As the incoming president of the Alumni Association’s Advisory Board, Andrew Ngo ’17 is excited to continue building networking and career advancement opportunities for students and alumni. Ngo, a product manager for digital services at Humana, has been an active member of the university community since his years as a business administration and economics major, when he served as president of the Student Government Association. A self-described digital enthusiast, Ngo is hoping to leverage digital tools to grow the university’s growing alumni network. We recently caught up with Ngo to talk about his new role and what’s on his bucket list.
From president of SGA to president of the alumni board—you’ve been serving the university from the beginning.
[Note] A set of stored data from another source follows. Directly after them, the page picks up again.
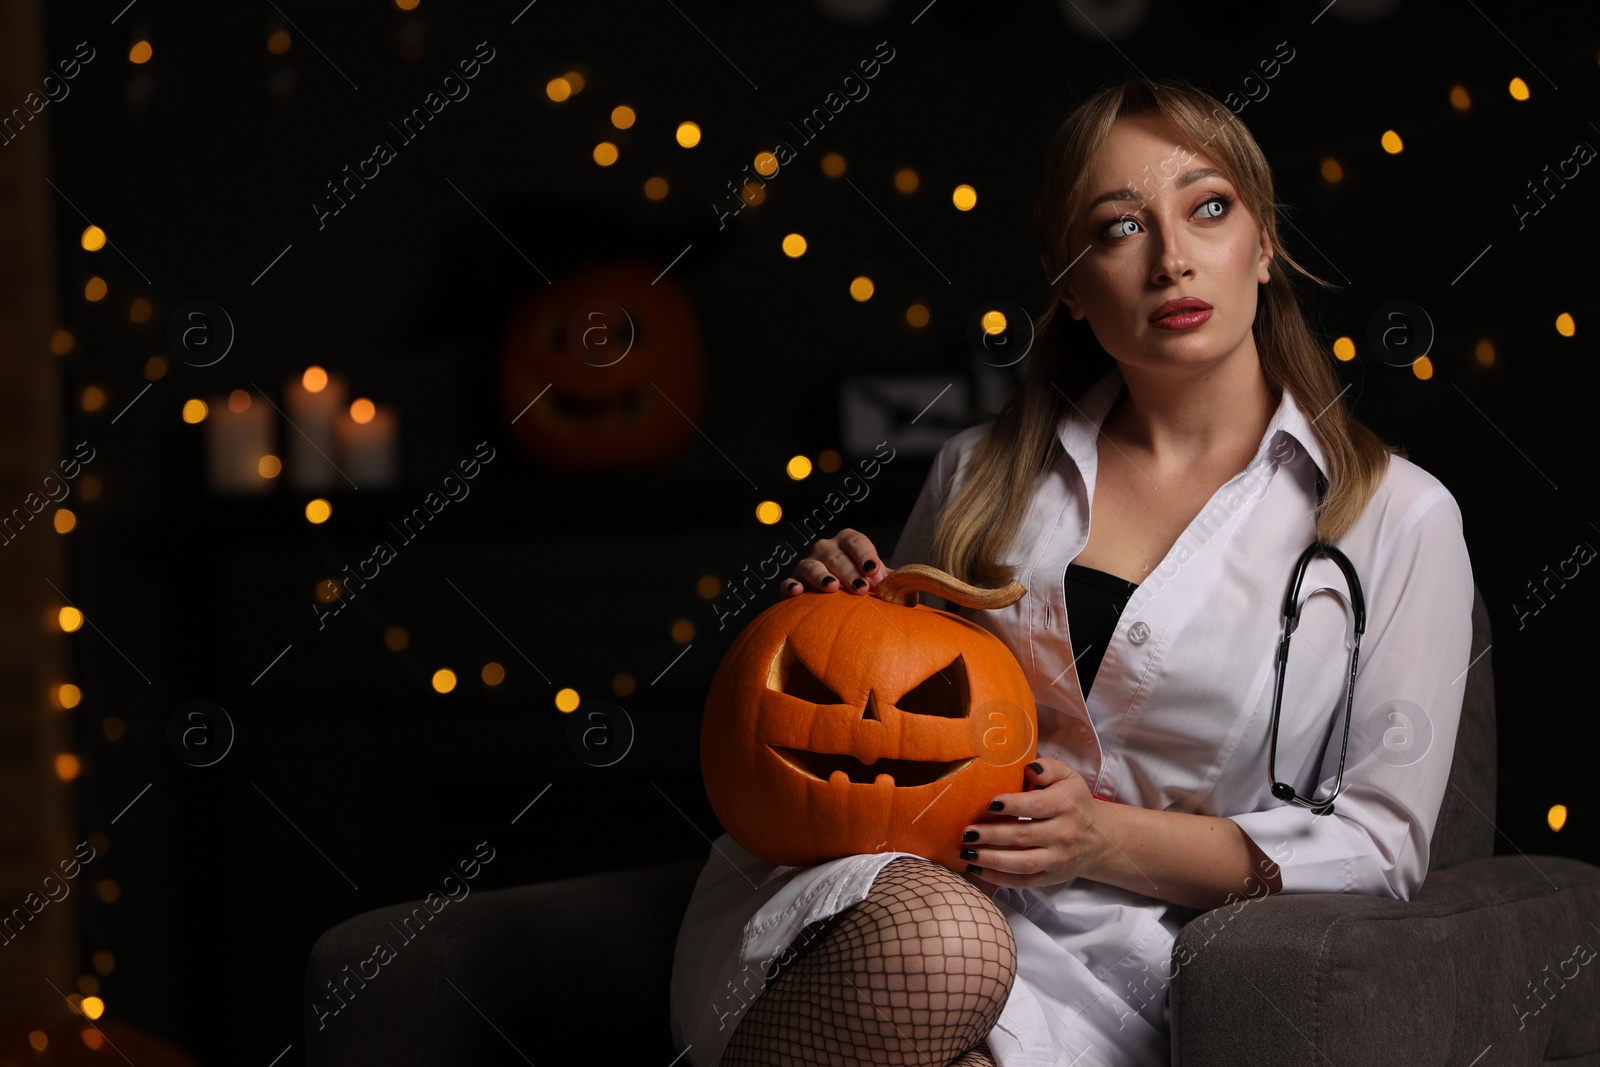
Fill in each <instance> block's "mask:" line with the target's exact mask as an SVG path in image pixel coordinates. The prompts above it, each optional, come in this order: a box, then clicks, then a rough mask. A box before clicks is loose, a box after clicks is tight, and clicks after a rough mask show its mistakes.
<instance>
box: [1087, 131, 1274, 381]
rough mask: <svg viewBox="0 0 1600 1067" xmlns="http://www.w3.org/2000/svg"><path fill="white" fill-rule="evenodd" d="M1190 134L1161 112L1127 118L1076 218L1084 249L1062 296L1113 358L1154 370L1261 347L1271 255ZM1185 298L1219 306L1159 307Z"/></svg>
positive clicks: (1099, 160)
mask: <svg viewBox="0 0 1600 1067" xmlns="http://www.w3.org/2000/svg"><path fill="white" fill-rule="evenodd" d="M1182 144H1184V138H1182V134H1181V133H1179V131H1178V128H1176V126H1173V125H1171V123H1170V122H1166V120H1165V118H1162V117H1160V115H1126V117H1123V118H1118V120H1117V123H1115V125H1114V126H1112V131H1110V136H1109V138H1107V139H1106V146H1104V149H1102V150H1101V154H1099V158H1098V160H1096V163H1094V166H1093V171H1091V173H1090V184H1088V197H1086V205H1088V206H1085V208H1083V210H1082V213H1080V214H1078V218H1077V219H1074V222H1072V229H1070V245H1069V253H1070V254H1074V256H1078V258H1077V261H1075V264H1074V266H1072V267H1070V272H1069V275H1067V290H1066V293H1064V294H1062V298H1061V299H1062V302H1064V304H1066V306H1067V309H1069V310H1070V312H1072V317H1074V318H1088V322H1090V328H1091V330H1093V331H1094V336H1096V338H1098V339H1099V342H1101V346H1102V347H1104V349H1106V352H1109V354H1110V355H1112V358H1115V360H1118V362H1122V363H1131V365H1136V366H1146V368H1150V370H1160V368H1173V366H1194V365H1205V363H1213V362H1219V360H1226V358H1227V357H1230V355H1234V354H1235V352H1240V350H1242V346H1248V350H1250V352H1254V341H1253V338H1251V333H1250V328H1251V323H1253V322H1254V320H1256V285H1258V283H1262V282H1266V280H1267V262H1269V261H1270V259H1272V250H1270V248H1269V246H1267V238H1266V234H1264V232H1262V230H1261V227H1259V226H1258V224H1256V219H1254V218H1253V216H1251V214H1250V211H1246V210H1245V205H1243V202H1242V200H1240V198H1238V190H1237V189H1235V186H1234V184H1232V182H1230V181H1227V178H1224V176H1222V173H1221V170H1219V168H1218V166H1216V162H1214V160H1211V158H1210V157H1208V155H1206V154H1205V152H1192V150H1189V149H1184V147H1182ZM1096 202H1098V203H1096ZM1080 253H1082V254H1080ZM1184 298H1195V299H1198V301H1203V302H1205V304H1210V314H1206V312H1205V310H1203V309H1202V310H1198V312H1194V310H1190V312H1187V314H1184V315H1181V317H1178V318H1166V317H1163V315H1162V312H1163V310H1165V306H1166V304H1168V302H1170V301H1176V299H1184ZM1163 318H1165V322H1162V320H1163Z"/></svg>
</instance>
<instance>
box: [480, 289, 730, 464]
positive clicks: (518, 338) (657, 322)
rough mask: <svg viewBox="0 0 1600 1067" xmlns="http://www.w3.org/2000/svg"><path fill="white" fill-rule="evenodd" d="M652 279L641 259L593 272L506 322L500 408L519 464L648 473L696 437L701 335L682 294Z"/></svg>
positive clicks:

What motivates you to be involved?
What motivates me is the ability to create change and positively impact the community. As an Upward Bound student at Worcester State, I have witnessed the university’s strong position within the community, and I believe there are many opportunities to bridge potential gaps and help students and alumni explore new passions. After all, without exposure, how does one know what they are passionate about?
What’s top of mind as you begin leading the Alumni Association’s Advisory Board?
As an alumni board, our primary objective is to support students and alumni in achieving success. While we are proud of our track record in graduating students, we recognize the opportunity of our extensive alumni network in helping the Worcester State community thrive.
It is imperative that we improve our efforts in serving the needs of first-generation, BIPOC, and women students, as well as other underserved groups. Many Worcester State students, being commuters, tend to limit themselves to opportunities within their communities. We have an incredibly diverse alumni network doing amazing things all over the world. I highly encourage our alumni to reconnect with the university and contribute by providing mentorship to students, speaking on career panels, and guest lectures in the classroom. You have what it takes to provide students with the support and confidence to pursue their passions and achieve their goals. We have a wealth of alumni who are making significant strides in their respective fields, and I believe that every single one of them has something valuable to offer.
Now is the perfect time to get involved as we explore and experiment with new ideas. We plan on hosting hybrid events and in-person events in different cities to reach alumni nationwide. Our goal is to build our presence outside of Massachusetts to enable our alumni and students to have the support networks wherever they go to pursue their passions. We believe in the power of “Lancers helping Lancers,” and it’s time to turn this belief into a reality by taking action. After all, our community is not limited to Worcester, so let’s expand our reach and make a difference.
In this issue of the magazine, we’re highlighting students and alumni who studied abroad. Can you share a bit about how your study abroad experience shaped you professionally and personally?
I had the opportunity to go on an alternative spring break trip to Nicaragua and also spend a semester in China with three fellow students from Worcester State. This experience was life-changing, as I had spent most of my life in Worcester and was able to step out of my comfort zone and immerse myself in new communities, environments, and foods. This helped me become more open-minded and adaptable. I highly recommend that other students take advantage of the opportunity to study abroad, which is often overlooked. I have heard other alumni tell students that they wished they studied abroad when they were a student.
What’s your favorite thing about your career?
Culture and people. I love working on diverse teams. Diversity enables innovation and provides different perspectives on addressing opportunities. My favorite class at Worcester State was Organizational Behaviors with Dr. Plavin-Masterman.
Top three items on your bucket list?
One, I want to hit 30 countries before I turn 30. I have eight countries left. Two, I want to work my way up and do stand-up comedy and open mic in the future. And three, I want to live and work overseas in a major international city, like London or Hong Kong, for at least two years.